Pericolosità sociale e indiziati di mafia

misure prevenzione

Le misure di prevenzione in senso stretto costituiscono l’insieme dei provvedimenti che possono essere adottati nei confronti di soggetti determinati e individuati dal legislatore, al fine di prevenire da parte di questi la commissione di futuri reati.

Esse si distinguono sia dalle pene in senso stretto sia dalle misure di sicurezza, non tanto sul piano funzionale, atteso che tutte e tre le categorie giuridiche hanno lo scopo comune di assicurare la sicurezza sociale, piuttosto sul piano strutturale, giacché quest’ultima categoria, a differenze delle altre due, non presuppone, ai fini della sua applicazione, la commissione di un precedente reato. Sono perciò dette dalla dottrina misure ante o praeter delictum.
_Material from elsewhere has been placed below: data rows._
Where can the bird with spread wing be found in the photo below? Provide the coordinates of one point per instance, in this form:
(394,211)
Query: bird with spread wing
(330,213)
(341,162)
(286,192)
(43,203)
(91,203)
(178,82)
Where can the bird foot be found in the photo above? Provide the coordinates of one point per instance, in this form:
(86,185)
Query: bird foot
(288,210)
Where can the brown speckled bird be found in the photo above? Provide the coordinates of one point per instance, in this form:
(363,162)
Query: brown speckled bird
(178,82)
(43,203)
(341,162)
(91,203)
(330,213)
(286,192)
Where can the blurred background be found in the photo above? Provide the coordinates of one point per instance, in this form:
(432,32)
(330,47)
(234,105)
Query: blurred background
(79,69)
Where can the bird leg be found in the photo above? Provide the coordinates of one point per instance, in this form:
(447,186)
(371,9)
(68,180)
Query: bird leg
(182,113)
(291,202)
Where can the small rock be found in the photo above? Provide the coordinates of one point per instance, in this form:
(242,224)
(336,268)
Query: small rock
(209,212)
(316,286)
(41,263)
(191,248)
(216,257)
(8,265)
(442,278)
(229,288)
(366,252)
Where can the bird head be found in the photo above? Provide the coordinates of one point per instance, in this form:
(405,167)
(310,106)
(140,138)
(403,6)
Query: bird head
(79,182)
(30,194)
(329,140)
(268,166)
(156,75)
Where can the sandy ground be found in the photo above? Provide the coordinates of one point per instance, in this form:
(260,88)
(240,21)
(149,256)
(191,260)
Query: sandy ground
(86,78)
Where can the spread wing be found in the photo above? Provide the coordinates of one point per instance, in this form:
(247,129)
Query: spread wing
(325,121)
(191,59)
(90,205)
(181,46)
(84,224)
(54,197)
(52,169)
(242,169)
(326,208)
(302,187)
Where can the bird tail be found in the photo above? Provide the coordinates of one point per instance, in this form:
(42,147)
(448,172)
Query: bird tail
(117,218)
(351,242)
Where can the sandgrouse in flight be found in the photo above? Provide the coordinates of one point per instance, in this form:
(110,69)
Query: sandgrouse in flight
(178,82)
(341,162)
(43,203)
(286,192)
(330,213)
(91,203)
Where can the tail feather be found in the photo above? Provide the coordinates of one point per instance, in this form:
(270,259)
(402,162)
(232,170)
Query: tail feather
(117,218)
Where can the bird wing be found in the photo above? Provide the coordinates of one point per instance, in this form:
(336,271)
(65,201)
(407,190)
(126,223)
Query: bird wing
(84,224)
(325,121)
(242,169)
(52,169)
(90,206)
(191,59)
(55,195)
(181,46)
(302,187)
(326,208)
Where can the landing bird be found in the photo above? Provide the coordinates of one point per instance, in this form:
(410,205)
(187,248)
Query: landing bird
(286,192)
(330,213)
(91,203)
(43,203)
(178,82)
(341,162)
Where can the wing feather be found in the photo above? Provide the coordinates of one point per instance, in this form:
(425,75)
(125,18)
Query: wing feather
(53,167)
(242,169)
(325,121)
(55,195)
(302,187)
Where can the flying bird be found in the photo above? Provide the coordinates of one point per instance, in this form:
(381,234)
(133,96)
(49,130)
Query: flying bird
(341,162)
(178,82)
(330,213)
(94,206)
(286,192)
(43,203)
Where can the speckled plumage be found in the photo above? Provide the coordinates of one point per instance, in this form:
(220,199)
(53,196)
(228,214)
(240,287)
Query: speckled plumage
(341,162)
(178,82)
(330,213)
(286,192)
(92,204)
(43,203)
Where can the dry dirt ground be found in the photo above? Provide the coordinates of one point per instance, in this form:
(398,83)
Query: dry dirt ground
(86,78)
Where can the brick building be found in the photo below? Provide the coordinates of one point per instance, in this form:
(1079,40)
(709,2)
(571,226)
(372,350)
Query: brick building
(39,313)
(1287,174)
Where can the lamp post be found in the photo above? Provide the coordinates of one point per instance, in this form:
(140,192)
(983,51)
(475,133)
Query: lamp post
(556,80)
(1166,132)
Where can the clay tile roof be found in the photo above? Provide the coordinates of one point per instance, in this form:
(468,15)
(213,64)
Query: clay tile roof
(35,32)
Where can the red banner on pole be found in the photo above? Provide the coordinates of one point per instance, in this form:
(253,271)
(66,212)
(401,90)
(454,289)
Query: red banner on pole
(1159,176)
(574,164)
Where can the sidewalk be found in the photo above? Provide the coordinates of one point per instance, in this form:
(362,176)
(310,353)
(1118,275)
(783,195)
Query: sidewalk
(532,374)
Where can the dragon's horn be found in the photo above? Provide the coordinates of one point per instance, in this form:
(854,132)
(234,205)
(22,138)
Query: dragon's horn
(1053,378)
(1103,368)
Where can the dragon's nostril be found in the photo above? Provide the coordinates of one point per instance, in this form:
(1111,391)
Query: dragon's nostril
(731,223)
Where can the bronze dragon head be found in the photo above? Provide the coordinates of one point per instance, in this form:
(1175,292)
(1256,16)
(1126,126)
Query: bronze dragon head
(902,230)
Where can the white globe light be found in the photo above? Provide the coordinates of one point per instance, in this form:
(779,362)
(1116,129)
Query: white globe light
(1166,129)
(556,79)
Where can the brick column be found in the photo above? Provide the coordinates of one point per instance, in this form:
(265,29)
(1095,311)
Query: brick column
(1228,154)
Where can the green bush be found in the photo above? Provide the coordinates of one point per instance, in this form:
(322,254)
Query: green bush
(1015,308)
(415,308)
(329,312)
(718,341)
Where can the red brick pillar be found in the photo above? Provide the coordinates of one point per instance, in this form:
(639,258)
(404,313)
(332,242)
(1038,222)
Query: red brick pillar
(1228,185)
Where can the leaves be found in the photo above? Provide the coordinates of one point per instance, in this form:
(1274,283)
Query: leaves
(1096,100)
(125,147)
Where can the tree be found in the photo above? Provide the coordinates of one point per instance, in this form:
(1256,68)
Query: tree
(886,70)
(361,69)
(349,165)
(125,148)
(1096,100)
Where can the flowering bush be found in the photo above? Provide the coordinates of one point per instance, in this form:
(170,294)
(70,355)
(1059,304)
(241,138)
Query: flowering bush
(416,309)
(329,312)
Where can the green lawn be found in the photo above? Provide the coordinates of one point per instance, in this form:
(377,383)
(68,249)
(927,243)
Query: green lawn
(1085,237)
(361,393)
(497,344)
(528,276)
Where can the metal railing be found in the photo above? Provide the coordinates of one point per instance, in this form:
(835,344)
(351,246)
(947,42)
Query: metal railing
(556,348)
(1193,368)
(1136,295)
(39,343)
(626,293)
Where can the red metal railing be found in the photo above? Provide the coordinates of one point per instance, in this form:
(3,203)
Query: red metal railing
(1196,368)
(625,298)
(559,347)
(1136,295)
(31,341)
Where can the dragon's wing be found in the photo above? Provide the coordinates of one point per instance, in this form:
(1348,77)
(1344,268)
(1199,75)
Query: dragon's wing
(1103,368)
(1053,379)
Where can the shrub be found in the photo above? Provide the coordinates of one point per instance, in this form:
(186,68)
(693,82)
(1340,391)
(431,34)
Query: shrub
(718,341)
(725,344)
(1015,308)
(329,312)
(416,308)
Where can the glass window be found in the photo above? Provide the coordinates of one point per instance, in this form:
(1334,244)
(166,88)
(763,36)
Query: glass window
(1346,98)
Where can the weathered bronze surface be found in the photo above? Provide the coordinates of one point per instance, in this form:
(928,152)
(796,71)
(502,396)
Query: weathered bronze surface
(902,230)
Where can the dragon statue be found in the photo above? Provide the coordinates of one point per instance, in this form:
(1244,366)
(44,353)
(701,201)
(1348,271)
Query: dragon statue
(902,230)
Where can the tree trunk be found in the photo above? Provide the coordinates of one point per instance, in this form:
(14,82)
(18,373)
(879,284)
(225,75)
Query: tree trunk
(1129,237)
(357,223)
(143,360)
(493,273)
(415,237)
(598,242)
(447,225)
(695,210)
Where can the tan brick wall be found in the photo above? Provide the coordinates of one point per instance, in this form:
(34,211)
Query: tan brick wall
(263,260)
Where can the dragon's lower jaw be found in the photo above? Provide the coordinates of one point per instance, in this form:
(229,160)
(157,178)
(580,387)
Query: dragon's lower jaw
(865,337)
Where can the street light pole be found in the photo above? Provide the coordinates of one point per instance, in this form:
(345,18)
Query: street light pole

Le misure di prevenzione in Italia

Nel variegato atteggiarsi del panorama normativo, di primario rilievo assume l’introduzione da parte del legislatore del Codice Antimafia con il d.lgs n. 159/2011, mediante il quale si è provveduto alla riunificazione normativa delle diverse misure di prevenzione all’epoca in vigore.

Da ultimo, il legislatore è intervenuto con la l. n 161/2017 recante modifiche alla disciplina di alcune misure già introdotte in precedenza. A titolo esemplificativo, è doveroso menzionare l’ampliamento dei destinatari delle misure di prevenzione personali e patrimoniali, le nuove modalità di intervento sulle società e sulle aziende nell’ambito dell’amministrazione dei beni, la tutela dei terzi titolari di diritto di godimento.

In ogni caso, dal complesso quadro normativo è emerso un sistema misto di applicazione delle misure di prevenzione, con il riconoscimento dei relativi poteri in parte all’Autorità di pubblica sicurezza e in parte all’Autorità Giudiziaria.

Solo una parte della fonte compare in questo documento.